Error is not failure — it's information.


See XCT in Action

▶️ Watch the live execution demo — Real XCT running inside a Kubernetes cluster.

This demonstrates the complete flow: Model Proposal → System Validation → Tool Execution → State Persistence

📸 View step-by-step execution sequence (6 screenshots)
Step 1: Agent self-describes capabilities Step 2: Cluster status check
Step 3: Deploy nginx, mongodb, redis Step 4: Status check & nginx removal
Step 5: Verify remaining deployments Step 6: Full cleanup complete

Core Rules

  1. No action without explicit tool invocation
    Describing an action is forbidden. Only real tool calls mutate state.

  2. One step per iteration
    The model returns one decision. The system controls the loop.

  3. The model is stateless between calls
    Context is provided externally. The model doesn't "remember" — the system does.

  4. Errors are first-class signals
    Failed tool execution returns structured error.
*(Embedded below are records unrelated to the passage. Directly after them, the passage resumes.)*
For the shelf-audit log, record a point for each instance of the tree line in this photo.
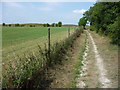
(59, 24)
(104, 18)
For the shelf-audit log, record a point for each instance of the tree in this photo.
(56, 25)
(82, 22)
(59, 24)
(53, 24)
(104, 18)
(44, 25)
(47, 25)
(3, 24)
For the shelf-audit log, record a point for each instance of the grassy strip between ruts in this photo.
(31, 71)
(79, 64)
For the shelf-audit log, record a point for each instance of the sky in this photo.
(43, 12)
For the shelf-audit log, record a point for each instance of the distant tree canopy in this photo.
(104, 18)
(3, 24)
(16, 25)
(59, 24)
(82, 22)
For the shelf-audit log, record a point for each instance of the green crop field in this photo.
(22, 40)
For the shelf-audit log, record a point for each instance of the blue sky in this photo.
(43, 12)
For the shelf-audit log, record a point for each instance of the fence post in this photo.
(68, 31)
(49, 43)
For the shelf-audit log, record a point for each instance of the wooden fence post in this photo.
(49, 43)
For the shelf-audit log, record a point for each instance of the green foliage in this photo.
(26, 71)
(53, 24)
(82, 22)
(104, 18)
(3, 24)
(16, 25)
(59, 24)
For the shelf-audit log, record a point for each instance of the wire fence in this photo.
(24, 47)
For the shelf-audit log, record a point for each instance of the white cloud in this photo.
(45, 9)
(13, 4)
(49, 0)
(79, 11)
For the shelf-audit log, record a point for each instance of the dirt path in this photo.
(95, 72)
(64, 74)
(99, 65)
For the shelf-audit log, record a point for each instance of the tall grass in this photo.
(30, 71)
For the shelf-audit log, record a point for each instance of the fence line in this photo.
(49, 40)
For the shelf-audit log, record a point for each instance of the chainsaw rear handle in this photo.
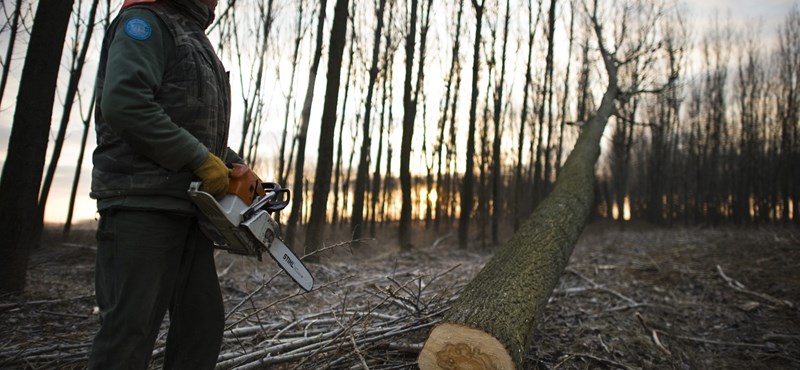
(278, 197)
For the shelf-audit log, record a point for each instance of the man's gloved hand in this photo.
(214, 175)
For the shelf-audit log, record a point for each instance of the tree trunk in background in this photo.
(283, 167)
(565, 102)
(76, 69)
(425, 14)
(338, 170)
(467, 187)
(21, 220)
(357, 220)
(305, 117)
(497, 166)
(547, 102)
(388, 53)
(489, 325)
(10, 50)
(322, 178)
(519, 207)
(409, 113)
(78, 166)
(441, 163)
(253, 97)
(485, 324)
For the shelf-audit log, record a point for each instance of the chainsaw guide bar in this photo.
(249, 230)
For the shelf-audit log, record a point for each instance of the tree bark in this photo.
(21, 220)
(78, 61)
(338, 167)
(362, 173)
(489, 324)
(305, 117)
(322, 178)
(468, 184)
(409, 114)
(10, 50)
(496, 143)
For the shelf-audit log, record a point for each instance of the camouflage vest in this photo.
(195, 94)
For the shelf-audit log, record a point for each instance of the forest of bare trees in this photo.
(483, 100)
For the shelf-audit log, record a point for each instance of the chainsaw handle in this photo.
(280, 199)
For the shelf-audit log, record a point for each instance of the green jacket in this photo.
(163, 102)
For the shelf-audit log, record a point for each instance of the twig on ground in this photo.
(740, 287)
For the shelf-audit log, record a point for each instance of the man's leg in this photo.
(196, 315)
(136, 273)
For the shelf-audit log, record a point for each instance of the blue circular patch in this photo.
(138, 29)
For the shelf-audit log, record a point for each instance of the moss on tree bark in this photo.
(506, 297)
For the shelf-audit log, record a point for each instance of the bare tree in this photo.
(357, 221)
(483, 325)
(305, 118)
(283, 166)
(348, 80)
(519, 209)
(322, 179)
(497, 166)
(409, 114)
(468, 185)
(12, 37)
(441, 155)
(79, 50)
(21, 219)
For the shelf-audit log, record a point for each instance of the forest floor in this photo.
(639, 298)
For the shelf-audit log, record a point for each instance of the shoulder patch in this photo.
(138, 29)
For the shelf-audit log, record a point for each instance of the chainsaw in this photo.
(241, 222)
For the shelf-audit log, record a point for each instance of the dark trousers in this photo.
(148, 263)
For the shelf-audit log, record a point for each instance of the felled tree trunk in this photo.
(488, 325)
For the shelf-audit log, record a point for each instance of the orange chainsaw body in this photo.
(245, 184)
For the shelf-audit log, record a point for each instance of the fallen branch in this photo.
(740, 287)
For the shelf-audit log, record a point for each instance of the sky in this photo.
(766, 14)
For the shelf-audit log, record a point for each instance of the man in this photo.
(163, 110)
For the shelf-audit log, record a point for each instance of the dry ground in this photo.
(638, 298)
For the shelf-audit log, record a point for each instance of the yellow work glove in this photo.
(214, 175)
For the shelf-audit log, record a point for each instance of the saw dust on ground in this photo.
(638, 298)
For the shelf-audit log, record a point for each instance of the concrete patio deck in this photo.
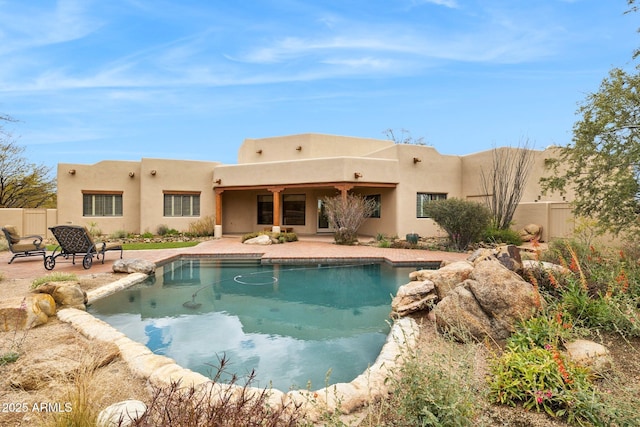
(308, 248)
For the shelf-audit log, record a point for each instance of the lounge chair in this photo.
(75, 240)
(23, 246)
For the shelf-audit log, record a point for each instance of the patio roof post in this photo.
(217, 228)
(276, 208)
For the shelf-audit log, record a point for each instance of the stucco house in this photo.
(280, 182)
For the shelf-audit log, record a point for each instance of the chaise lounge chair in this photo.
(23, 246)
(75, 240)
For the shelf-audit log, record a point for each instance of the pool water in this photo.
(296, 326)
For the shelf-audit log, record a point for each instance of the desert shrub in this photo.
(119, 234)
(462, 220)
(432, 390)
(602, 289)
(164, 230)
(94, 230)
(252, 235)
(384, 243)
(346, 216)
(506, 236)
(203, 227)
(542, 379)
(218, 404)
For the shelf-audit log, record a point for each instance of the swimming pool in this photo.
(297, 326)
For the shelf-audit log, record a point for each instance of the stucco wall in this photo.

The model reacts accordingly.

  5. The system has veto power
    Even if the model proposes valid syntax, the system can refuse execution.


Comparison with MCP

Dimension MCP XCT
Loop control Model System
Execution authority Model Tools
Error handling Exception Signal
State ownership Model context External
Autonomy High Contained
Use case Flexible agents Production systems

XCT is not "better MCP" — it solves a different problem.
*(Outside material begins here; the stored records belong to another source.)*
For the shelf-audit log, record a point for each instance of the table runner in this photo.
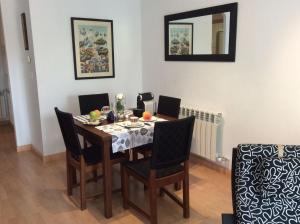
(125, 138)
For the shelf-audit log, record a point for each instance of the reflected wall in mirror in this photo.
(201, 35)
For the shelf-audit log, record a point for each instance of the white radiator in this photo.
(4, 108)
(206, 136)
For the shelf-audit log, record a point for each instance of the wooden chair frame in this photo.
(83, 168)
(153, 183)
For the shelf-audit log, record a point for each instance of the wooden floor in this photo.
(32, 192)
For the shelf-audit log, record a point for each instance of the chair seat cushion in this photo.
(142, 168)
(93, 155)
(281, 178)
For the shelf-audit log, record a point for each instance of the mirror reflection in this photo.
(200, 35)
(204, 34)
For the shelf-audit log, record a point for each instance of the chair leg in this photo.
(125, 186)
(161, 192)
(177, 186)
(74, 177)
(153, 199)
(69, 179)
(82, 184)
(95, 175)
(135, 155)
(186, 193)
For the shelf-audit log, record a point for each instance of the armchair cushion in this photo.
(281, 178)
(250, 205)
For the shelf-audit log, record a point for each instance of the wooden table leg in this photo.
(107, 178)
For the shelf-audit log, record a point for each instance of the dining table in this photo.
(103, 140)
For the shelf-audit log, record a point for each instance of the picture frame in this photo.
(93, 48)
(180, 39)
(24, 29)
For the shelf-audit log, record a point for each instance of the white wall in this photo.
(258, 94)
(54, 57)
(21, 74)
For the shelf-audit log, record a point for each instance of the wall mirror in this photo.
(207, 34)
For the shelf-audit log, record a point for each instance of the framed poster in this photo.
(93, 48)
(24, 29)
(180, 38)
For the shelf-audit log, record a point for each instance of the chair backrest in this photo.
(87, 103)
(67, 127)
(168, 106)
(172, 142)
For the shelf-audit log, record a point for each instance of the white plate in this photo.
(151, 120)
(93, 122)
(128, 124)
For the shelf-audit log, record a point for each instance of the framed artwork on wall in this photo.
(93, 48)
(24, 29)
(181, 38)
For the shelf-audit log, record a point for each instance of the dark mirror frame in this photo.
(232, 8)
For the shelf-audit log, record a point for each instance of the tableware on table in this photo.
(129, 124)
(152, 119)
(95, 115)
(138, 112)
(111, 117)
(94, 123)
(105, 109)
(134, 119)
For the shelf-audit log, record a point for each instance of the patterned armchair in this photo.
(265, 184)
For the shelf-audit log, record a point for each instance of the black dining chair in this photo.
(168, 164)
(87, 103)
(85, 160)
(169, 106)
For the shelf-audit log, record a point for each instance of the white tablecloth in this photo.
(126, 138)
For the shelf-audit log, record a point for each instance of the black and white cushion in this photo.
(256, 201)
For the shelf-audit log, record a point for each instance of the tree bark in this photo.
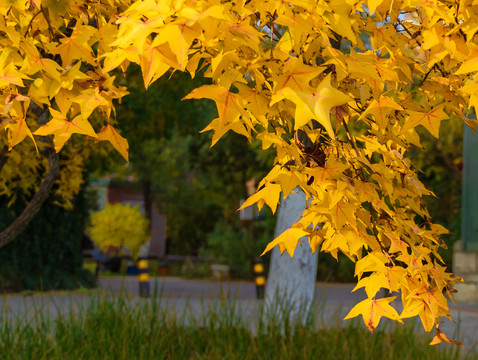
(291, 282)
(35, 204)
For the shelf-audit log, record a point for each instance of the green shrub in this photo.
(47, 255)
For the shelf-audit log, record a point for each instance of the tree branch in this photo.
(35, 204)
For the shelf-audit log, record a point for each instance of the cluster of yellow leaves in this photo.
(120, 227)
(337, 87)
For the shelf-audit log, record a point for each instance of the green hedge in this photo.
(47, 255)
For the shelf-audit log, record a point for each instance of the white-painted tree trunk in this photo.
(291, 281)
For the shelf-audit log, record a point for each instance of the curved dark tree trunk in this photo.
(35, 204)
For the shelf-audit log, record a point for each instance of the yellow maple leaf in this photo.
(287, 241)
(381, 109)
(372, 310)
(17, 131)
(440, 337)
(269, 194)
(62, 129)
(76, 46)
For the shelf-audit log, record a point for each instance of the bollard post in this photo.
(143, 277)
(259, 277)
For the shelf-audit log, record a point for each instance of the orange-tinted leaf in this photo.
(287, 241)
(373, 310)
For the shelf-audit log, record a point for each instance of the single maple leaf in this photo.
(287, 241)
(372, 310)
(62, 129)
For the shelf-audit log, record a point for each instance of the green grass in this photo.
(125, 328)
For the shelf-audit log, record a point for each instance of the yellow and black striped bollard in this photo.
(143, 277)
(259, 277)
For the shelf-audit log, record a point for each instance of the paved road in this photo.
(198, 297)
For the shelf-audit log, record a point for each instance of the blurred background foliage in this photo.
(47, 255)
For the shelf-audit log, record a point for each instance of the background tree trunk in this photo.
(291, 281)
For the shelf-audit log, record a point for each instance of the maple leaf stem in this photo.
(399, 22)
(3, 157)
(50, 28)
(427, 74)
(31, 22)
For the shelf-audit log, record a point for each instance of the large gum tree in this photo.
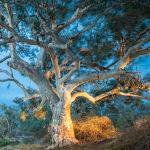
(54, 32)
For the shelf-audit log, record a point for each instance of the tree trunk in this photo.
(61, 127)
(62, 130)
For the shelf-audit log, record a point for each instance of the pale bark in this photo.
(62, 131)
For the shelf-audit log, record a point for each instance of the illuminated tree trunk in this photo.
(62, 131)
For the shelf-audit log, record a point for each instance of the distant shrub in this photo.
(94, 129)
(135, 138)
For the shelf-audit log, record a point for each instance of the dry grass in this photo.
(94, 129)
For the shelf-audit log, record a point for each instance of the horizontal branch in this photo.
(133, 95)
(4, 59)
(101, 97)
(88, 77)
(30, 97)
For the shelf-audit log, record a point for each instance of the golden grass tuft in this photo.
(94, 129)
MCP optimizes for capability.
XCT optimizes for reliability.


Example: Safe File Creation

User request: "Create config.json"

Traditional autonomous flow:

Model: I'll create the file
[file created]
[oops, wrong directory]
[tries to undo]
[partial state corruption]

XCT flow:

// Step 1: Model proposes
{"next_step": {"tool": "fs.write", "arguments": {...}}}

// Step 2: System validates path, permissions, disk space
// Returns: {"status": "error", "message": "path not allowed"}

// Step 3: Model reads error and adjusts
{"next_step": {"tool": "fs.write", "arguments": {"path": "./config.json", ...}}}

// Step 4: System executes
{"status": "success"}

// Step 5: Model signals completion
{"done": true}

No state was mutated until validation passed.


Project Status

🚧 Early stage — in active development

  • Core protocol design
  • Initial implementations (TypeScript)
  • Production validation
  • Formal specification
  • Multi-language implementations
  • Paper publication

Get Started

See protocol/spec.md for formal specification.

See implementations/ for reference code.

See docs/philosophy.md for deeper rationale.


Contributing

XCT is a principle, not a monopoly.

We welcome:

  • Alternative implementations
  • Protocol extensions
  • Use case documentation
  • Critical analysis

See CONTRIBUTING.md for guidelines.


Origin Story

XCT was born from an attempt to implement MCP in production.

During implementation, we discovered that the problem wasn't tools — it was where authority lived.

This led to an architectural inversion: keep tools, move control.

The result survived real operational pressure. We're documenting it so others can benefit.


License

Apache 2.0 — use freely, credit clearly.


Citation

If you use XCT in research or production, please cite:

@misc{xct2025,
  title={XCT: Execution Control Transfer for Safe LLM Integration},
  author={[André Luís Torres Pereira]},
  year={2026},
  url={https://github.com/Tech-Tweakers/xct}
}

XCT is engineering, not hype.
It works because it limits, not because it promises.